Titan Books, September 19 2017

This amazing 256-page collection spans Syd Mead’s cinematic work from Star Trek the Motion Picture all the way to Blade Runner 2049, which is reason enough for it to land on any SF fan’s bookshelf. But there’s another reason for it to land on a Yamato fan’s bookshelf: 8 pages devoted to Yamato 2520.

Order it from Amazon here.

Here is the text from this section of the book:

Yamato 2520: Masters of Anime

The passionate, mythic images created by Mead for the revival of the legendary Japanese anime series reflect his fascination with the culture of anime and the all-encompassing world of the fabled battleship. Here was an opportunity to work closely with the masters of the medium, who Mead came to admire, and to forge a true creative partnership with the storytellers, animators, and voices that were to bring the story to life.

Mead, already a near-deity in Japan, was invited to give form to a successor ship to the venerable Yamato which, much like the starship Enterprise, had become an icon of the series with fetish-finished models, interpretive text, and posters depicting it in constant demand.

As Mead explains, he was both honored and somewhat awed by the challenge. He explains. “The design had to embody the mystique of the original story ship destined by venerable animation guru [Leiji] Matsumoto. Design for the new Yamato 2520 went way beyond any movie project I have worked on… [it] was an elaborately-funded and elaborately-staged design tour de force stretching over many years.”

The medium of anime, unlike live film, is a graphic artist’s medium, revealing in image after lingering image the precision of Mead’s designs, unadulterated for the most part by the vageries of motion and lighting that so often consign intricately-designed props to fleeting impressions.

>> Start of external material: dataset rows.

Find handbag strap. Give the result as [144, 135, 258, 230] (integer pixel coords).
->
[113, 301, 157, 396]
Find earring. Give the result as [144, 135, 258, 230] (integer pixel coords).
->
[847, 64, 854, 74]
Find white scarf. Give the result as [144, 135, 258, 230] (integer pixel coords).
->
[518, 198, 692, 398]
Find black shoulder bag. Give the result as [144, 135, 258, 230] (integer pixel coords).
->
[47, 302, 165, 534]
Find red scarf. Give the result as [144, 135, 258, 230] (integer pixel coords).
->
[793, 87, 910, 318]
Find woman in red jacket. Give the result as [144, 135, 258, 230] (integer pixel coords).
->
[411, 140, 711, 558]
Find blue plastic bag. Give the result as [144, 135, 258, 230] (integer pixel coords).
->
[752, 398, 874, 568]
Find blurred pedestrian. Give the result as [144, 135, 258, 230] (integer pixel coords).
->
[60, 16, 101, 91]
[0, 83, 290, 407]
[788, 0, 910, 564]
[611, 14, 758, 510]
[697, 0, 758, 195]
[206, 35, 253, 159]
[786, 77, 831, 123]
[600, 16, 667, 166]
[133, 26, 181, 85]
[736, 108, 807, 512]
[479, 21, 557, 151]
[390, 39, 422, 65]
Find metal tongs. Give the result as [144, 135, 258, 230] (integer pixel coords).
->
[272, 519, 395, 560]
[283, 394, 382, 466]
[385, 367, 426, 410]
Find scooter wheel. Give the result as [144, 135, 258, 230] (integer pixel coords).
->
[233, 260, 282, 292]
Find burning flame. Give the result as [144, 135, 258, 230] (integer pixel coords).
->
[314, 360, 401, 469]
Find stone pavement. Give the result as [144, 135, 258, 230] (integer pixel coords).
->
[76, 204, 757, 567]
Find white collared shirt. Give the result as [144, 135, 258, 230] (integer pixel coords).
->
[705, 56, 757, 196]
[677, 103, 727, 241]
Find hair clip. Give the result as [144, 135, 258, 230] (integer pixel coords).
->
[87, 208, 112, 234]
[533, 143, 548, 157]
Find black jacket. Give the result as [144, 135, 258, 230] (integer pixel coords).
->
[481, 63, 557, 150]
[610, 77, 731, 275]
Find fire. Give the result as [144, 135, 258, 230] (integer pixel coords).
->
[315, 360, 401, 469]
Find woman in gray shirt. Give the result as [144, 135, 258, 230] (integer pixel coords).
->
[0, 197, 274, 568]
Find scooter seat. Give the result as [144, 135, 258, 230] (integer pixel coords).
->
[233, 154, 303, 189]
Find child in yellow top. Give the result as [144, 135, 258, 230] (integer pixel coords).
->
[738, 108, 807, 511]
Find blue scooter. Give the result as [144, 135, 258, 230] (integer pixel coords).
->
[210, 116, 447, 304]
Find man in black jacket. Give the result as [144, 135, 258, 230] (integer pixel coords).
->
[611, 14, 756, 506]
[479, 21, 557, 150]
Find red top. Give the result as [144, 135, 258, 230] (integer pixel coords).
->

The cosmic sweep of the compositions for Yamato 2520 permeates space, time, and even tranquil, Earth-bound environments, endowing each image with an epic stature fitting the legacy of the original series.

They are among the most compelling of Mead’s long career, imbued with the gravitas of pure geometry as pure energy arches into the infinite reaches of outer space, as well as in the green-edged pools of Earth’s surface.